【完結】「暁光の世から消えて死ね」 〜教会を追放された見世物小屋の聖女は、イカれた次期覇王の暫定婚約者になる。(※手のひら返しで執心されています)〜
7話:気の向くままに餌付け
その日は、ハオとヨキに抱えられて三階の談話室に来ていた。
帝国に午後のティータイムが風習としてあるように、西華国にも似たような文化があるらしい。
西華茶を飲みながら菓子や軽食をつまむのが毎日の習慣にある双子は、シャノンを談話室に招待してくれたのだ。
談話室には、双子のほかにルロウと、彼の部下が数人いた。
みんなが思い思いに休息をとる中、ハオとヨキに運ばれてきたシャノンは、ルロウの右隣に座らされていた。

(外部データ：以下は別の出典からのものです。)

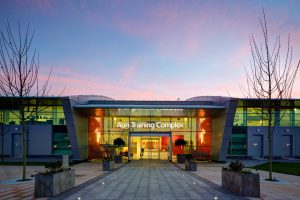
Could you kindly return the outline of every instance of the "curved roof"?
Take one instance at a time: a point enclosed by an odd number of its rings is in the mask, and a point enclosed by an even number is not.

「シャノンはフェイロウの婚約者だから、ここに座って!」
「ヨキたちもここに座ろ〜っと」
座席はいくつかのテーブルに分けられている。
シャノンは強制的にルロウと、双子がいるテーブルにつくことになった。
「ルロウ様、お邪魔します」
シャノンはおずおずと挨拶をする。
「そう、緊張するな。おれはおまえを食ったりしない」
「はい……」
ルロウは恐縮しているシャノンを見てほんのり瞳をすぼめる。
ティータイム中、ルロウは特定の誰かと会話をすることはなく、一人で静かに西華茶と菓子を口にしていた。
ルロウのような立場の人間と部下が同じ空間でお茶をするというのも不思議な感じだが、これが彼らの通常らしい。

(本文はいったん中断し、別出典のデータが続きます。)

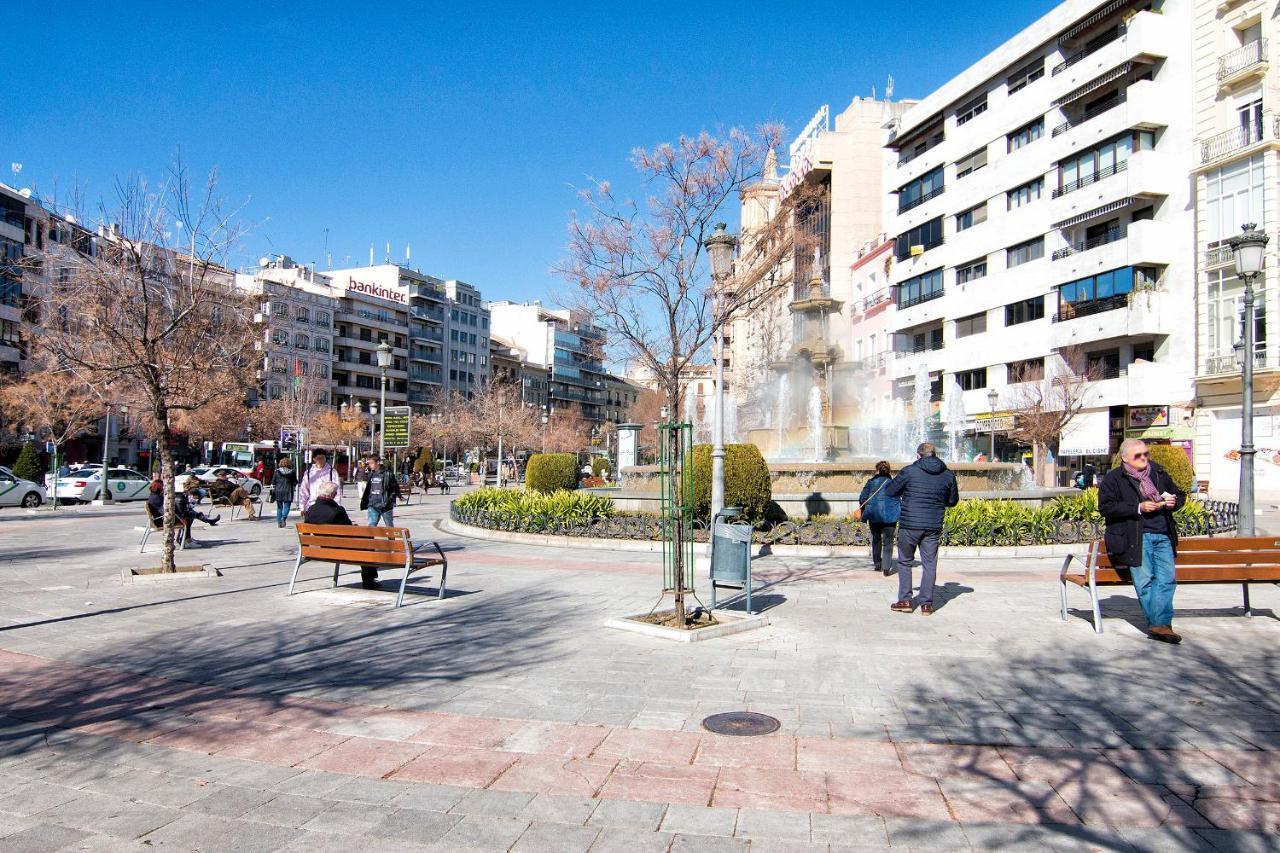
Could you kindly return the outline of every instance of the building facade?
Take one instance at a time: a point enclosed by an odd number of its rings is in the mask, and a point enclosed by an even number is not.
[[[538,302],[490,302],[493,334],[525,353],[547,378],[547,412],[604,421],[604,330],[567,308]]]
[[[1191,400],[1190,22],[1190,0],[1068,0],[890,125],[895,395],[962,420],[970,455],[992,390],[994,424],[1096,376],[1063,470]]]
[[[333,393],[335,402],[370,411],[378,403],[382,371],[379,344],[391,347],[387,369],[388,406],[409,401],[409,294],[411,270],[395,264],[330,270],[338,308],[333,335]],[[420,277],[420,276],[419,276]],[[380,405],[380,404],[379,404]]]
[[[470,397],[489,382],[489,309],[465,281],[445,282],[449,298],[449,368],[446,387]]]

部下たちはルロウが近くにいることに気を使ってはいるものの、思い思いに茶を楽しんでいる。
これも西華国の文化なのだろうか。
(ルロウ様が隣にいる……みんなと同じように焼き菓子を食べている……選び取っているのは濃そうなものばかり。かなり甘党なのかな)
「シャノン、これ食べてみて」
なにか気の聞いた会話でもするべきかと考えていると、隣に座ったハオが包子パオズという西華国に伝わる菓子を渡してきた。